Here’s a letter to the Wall Street Journal:

Editor:

A key issue in the pending case of Moore v. U.S. is whether or not the 16th amendment authorizes Congress to tax unrealized economic gains (“The Wealth Tax You May Already Owe,” Dec. 7). The amendment itself clearly authorizes taxation only of “income.” So the question before the court is this: Are unrealized economic gains income? Solicitor General Elizabeth Prelogar says they are. She told the Supreme Court that the “ordinary conception of income” is any “economic gain between two points in time.”

But she’s mistaken. Long before the 16th amendment was ratified people well understood that income is only what is realized from successfully deploying labor, land, or capital. John Stuart Mill, for example, wrote about “When … a capitalist invests £20,000 in his business, and draws from it an income of (suppose) £2,000 a year.”* Income is what is drawn from an asset; it’s not simply an increase in the asset’s value.

And although the Justices aren’t concerned with the economic consequences of taxing unrealized capital gains, citizens should be – and so ought to heed the full measure of what Mill wrote: “the common impression is [that the capitalist is the] beneficial owner both of the £20,000 and of the £2,000, while the laborers own nothing but their wages. The truth, however, is that he only obtains the £2,000 on condition of applying no part of the £20,000 to his own use. He has the legal control over it, and might squander it if he chose, but if he did he would not have the £2,000 a year also. For all personal purposes they have the capital and he has but the profits, which it only yields to him on condition that the capital itself is employed in satisfying not his own wants, but those of laborers.”

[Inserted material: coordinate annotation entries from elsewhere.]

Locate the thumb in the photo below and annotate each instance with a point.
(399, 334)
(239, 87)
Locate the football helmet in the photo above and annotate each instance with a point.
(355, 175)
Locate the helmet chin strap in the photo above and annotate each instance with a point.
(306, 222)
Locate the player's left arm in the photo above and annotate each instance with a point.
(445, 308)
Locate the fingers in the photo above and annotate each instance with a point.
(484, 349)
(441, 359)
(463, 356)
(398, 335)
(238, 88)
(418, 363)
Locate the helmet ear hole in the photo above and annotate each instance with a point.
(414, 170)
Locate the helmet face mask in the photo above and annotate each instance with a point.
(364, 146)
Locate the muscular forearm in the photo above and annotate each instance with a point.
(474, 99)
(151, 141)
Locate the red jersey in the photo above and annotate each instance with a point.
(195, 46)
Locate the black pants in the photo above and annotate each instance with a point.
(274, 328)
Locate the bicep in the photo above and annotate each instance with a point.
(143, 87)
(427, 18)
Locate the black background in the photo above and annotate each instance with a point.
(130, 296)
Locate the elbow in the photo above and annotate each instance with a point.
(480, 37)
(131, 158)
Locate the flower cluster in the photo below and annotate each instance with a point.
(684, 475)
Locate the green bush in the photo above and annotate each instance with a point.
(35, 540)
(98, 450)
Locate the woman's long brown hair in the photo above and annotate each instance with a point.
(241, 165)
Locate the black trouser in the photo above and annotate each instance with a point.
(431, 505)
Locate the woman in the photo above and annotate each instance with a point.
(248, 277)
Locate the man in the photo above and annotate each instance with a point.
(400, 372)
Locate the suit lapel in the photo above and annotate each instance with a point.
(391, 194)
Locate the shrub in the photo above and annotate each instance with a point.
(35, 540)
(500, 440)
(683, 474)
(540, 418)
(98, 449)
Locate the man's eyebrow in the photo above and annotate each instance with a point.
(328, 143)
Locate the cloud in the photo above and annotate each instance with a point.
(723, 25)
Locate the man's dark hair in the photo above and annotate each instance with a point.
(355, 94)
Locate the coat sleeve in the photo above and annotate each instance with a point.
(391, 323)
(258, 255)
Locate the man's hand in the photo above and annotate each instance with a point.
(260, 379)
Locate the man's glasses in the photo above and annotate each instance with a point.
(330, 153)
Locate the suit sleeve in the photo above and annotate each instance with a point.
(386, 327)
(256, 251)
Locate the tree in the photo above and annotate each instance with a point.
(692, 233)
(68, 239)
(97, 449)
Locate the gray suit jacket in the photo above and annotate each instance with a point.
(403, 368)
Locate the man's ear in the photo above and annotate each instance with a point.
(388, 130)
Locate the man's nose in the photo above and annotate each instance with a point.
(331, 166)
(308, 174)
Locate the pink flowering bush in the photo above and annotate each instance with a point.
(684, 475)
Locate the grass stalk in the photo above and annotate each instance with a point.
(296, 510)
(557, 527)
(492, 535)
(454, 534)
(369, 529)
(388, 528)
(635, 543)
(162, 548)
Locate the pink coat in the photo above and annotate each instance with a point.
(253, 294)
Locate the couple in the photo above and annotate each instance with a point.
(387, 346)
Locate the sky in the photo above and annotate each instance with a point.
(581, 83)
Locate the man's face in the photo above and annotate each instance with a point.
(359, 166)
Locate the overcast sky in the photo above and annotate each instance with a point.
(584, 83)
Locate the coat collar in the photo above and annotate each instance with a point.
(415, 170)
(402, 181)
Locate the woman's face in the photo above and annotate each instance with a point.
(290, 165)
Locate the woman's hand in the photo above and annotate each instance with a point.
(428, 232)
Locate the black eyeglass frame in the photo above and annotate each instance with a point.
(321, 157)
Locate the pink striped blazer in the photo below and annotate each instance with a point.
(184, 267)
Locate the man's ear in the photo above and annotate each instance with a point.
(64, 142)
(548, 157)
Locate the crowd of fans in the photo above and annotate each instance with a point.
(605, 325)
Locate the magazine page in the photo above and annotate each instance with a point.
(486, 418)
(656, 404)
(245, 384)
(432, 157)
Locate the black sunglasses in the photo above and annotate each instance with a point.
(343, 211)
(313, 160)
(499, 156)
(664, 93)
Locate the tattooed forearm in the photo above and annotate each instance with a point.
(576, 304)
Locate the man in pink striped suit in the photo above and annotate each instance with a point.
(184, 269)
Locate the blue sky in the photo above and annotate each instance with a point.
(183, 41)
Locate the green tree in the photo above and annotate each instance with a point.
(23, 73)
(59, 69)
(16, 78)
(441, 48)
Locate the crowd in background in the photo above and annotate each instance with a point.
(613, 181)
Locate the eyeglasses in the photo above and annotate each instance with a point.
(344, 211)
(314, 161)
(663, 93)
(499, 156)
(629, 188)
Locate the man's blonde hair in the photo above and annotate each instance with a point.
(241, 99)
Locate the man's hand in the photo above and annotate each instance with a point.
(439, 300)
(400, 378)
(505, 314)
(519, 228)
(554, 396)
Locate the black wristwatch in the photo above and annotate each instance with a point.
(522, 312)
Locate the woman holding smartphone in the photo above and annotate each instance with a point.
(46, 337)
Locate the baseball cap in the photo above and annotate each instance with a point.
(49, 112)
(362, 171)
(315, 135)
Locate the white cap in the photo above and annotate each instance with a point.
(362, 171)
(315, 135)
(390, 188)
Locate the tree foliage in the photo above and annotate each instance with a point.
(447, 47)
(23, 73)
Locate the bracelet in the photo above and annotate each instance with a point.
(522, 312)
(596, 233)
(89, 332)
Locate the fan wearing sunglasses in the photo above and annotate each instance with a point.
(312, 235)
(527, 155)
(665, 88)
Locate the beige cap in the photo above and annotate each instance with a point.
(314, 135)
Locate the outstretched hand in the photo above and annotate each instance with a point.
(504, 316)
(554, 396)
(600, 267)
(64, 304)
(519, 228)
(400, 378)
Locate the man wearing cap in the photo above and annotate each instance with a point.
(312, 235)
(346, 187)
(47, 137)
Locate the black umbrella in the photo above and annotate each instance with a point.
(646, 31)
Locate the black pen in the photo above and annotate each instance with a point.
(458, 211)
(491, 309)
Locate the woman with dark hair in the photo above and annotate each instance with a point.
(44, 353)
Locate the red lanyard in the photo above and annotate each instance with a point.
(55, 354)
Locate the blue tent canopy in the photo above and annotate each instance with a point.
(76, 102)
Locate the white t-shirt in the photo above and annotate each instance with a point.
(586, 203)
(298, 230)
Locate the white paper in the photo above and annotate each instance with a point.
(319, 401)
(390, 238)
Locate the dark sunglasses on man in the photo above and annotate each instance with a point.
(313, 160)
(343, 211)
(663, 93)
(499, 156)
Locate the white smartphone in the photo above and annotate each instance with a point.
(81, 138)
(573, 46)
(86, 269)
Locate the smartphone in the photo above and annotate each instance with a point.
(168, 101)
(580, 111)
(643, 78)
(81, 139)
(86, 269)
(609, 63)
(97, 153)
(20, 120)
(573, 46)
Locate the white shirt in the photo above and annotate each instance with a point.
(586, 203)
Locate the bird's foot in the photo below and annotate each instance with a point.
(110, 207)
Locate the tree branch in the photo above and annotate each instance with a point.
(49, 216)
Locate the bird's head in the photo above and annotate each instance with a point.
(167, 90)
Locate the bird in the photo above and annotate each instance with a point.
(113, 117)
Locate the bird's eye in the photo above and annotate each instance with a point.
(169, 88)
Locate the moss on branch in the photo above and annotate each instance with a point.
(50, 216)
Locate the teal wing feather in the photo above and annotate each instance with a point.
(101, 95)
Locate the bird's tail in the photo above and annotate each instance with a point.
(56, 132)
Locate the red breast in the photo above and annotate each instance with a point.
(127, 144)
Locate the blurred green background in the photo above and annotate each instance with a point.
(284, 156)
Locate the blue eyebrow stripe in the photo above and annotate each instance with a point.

If government taxes unrealized gains, owners of productively deployed capital will liquidate more of their capital to obtain the sums necessary to pay these taxes; they will be led to squander their capital for the benefit of the government. America’s capital stock will shrink, thus reducing worker productivity and, hence, wages. The prospect is ugly.

Sincerely,
Donald J. Boudreaux
Professor of Economics
and
Martha and Nelson Getchell Chair for the Study of Free Market Capitalism at the Mercatus Center
George Mason University
Fairfax, VA 22030

* John Stuart Mill, Socialism (published posthumously in 1879), pp. 83-84.